Essa visão é virtualmente consensual não apenas no governo
brasileiro, mas entre especialistas
externos que acompanham as relações Brasil-Estados Unidos.
No Itamaraty, o chanceler Celso
Lafer queixou-se, logo após o 11
de setembro, de que a agenda comercial e econômica do planeta
havia sido deixada de lado em benefício da agenda de segurança
-uma agenda na qual o Brasil
não tem maior interesse nem
maior participação, ao contrário
da outra.
Essa avaliação é compartilhada
pelo uruguaio Francisco Panizza,
especialista em América Latina da
London School of Economics,
que traça um teorema completo.
Ponto 1: "O mundo se tornou
mais incerto e perigoso e, após
uma década, a dos 90, que foi em
muitos aspectos de ouro para os
países desenvolvidos, entramos
em uma década de grandes mudanças para as quais nem os governos nem as pessoas nem as
empresas têm um mapa de rota".
Ponto 2: "Para esse mapa, os
EUA definiram um norte: a luta
contra o terrorismo. E um caminho: o unilateralismo".
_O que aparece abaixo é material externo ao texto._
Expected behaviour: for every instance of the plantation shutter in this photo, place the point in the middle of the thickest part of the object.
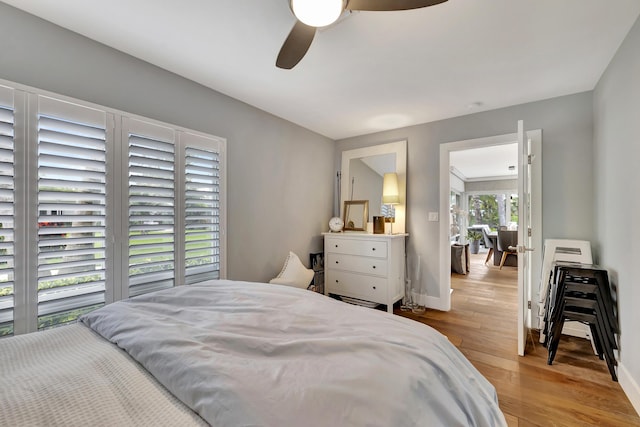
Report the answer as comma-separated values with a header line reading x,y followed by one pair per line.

Ponto 3: "A partir dessas mudanças, os EUA se assumiram como potência imperial, não no
sentido marxista tradicional do
termo, que sempre foi equivocado, mas no seu sentido mais preciso, ou seja, como um Estado que
toma como sua missão impor
uma ordem internacional de
acordo com suas percepções sobre sua própria segurança e interesses, e confia que tem os recursos para levar adiante essa tarefa,
sozinho se for necessário".
Conclusão: "Como um lugar relativamente pacífico, não só o
Brasil, mas toda a América Latina,
perdeu importância".
Concorda inteiramente um
alentado estudo preparado por
força-tarefa reunida pelo Cebri
(Centro Brasileiro de Relações Internacionais), instituto independente de pesquisas sobre relações
internacionais.
"O Brasil não representa nenhuma ameaça à segurança nacional ou regional dos EUA e por
isso permanece marginal do ponto de vista dos interesses prioritários americanos", diz o texto.
O historiador britânico Kenneth Maxwell, pesquisador do
Council on Foreign Relations de
Nova York e tido como o mais notável dos brasilianistas, chega a
listar as prioridades americanas, o
que dá uma idéia melhor de quão
longe estão Brasil e América Latina do topo da lista: "Incluem o
frágil estado da economia americana e como esse fato pode jogar
politicamente a favor dos democratas nas eleições parlamentares
de novembro; os múltiplos problemas no Oriente Médio, desde o
o Iraque até a contínua deterioração do conflito entre Israel e os
palestinos, passando pela tensão
com os sauditas e chegando à incerteza sobre o preço do petróleo,
para não mencionar a crescente
preocupação com a renovada tensão entre EUA e Europa, a defesa
interna e as ameaças terroristas".
É uma lista tão formidável que
mesmo a atenção que os EUA dão
à Colômbia, único país sul-americano que tem problemas de segurança capazes de mobilizar Washington, é vista com outra ótica
por Maxwell: "A Colômbia se
transformou em grande prioridade para a política de segurança
dos EUA, mas, como um alto funcionário do governo me disse, isso se deve em parte ao fato de que
o governo Bush quer mostrar que
está enfrentando também terroristas que não são muçulmanos".
Mas Maxwell distingue Washington de Nova York. Se o mundo oficial da capital presta pouca
atenção ao sul das Américas,
"Wall Street e a mídia de Nova
York tendem a estar mais ligadas
às oscilações dos mercados. Estão
mais preocupadas com a vulnerabilidade dos grandes bancos e das
multinacionais diante de um derretimento financeiro do Brasil".
Tanto Maxwell como Panizza
atribuem a ajuda do FMI ao Brasil
ao temor desse "derretimento".
O que significa que nenhum dos
dois supõe que o pacote tenha representado uma guinada na desatenção dos EUA para a região.
A única mudança desde os atentados, diz Maxwell, é o fato de que
Washington "está inquestionavelmente mais bem informada
sobre o Brasil porque agora os
EUA têm uma embaixadora,
Donna Hrinak, que é uma profissional respeitada em Brasília e ouvida na Casa Branca".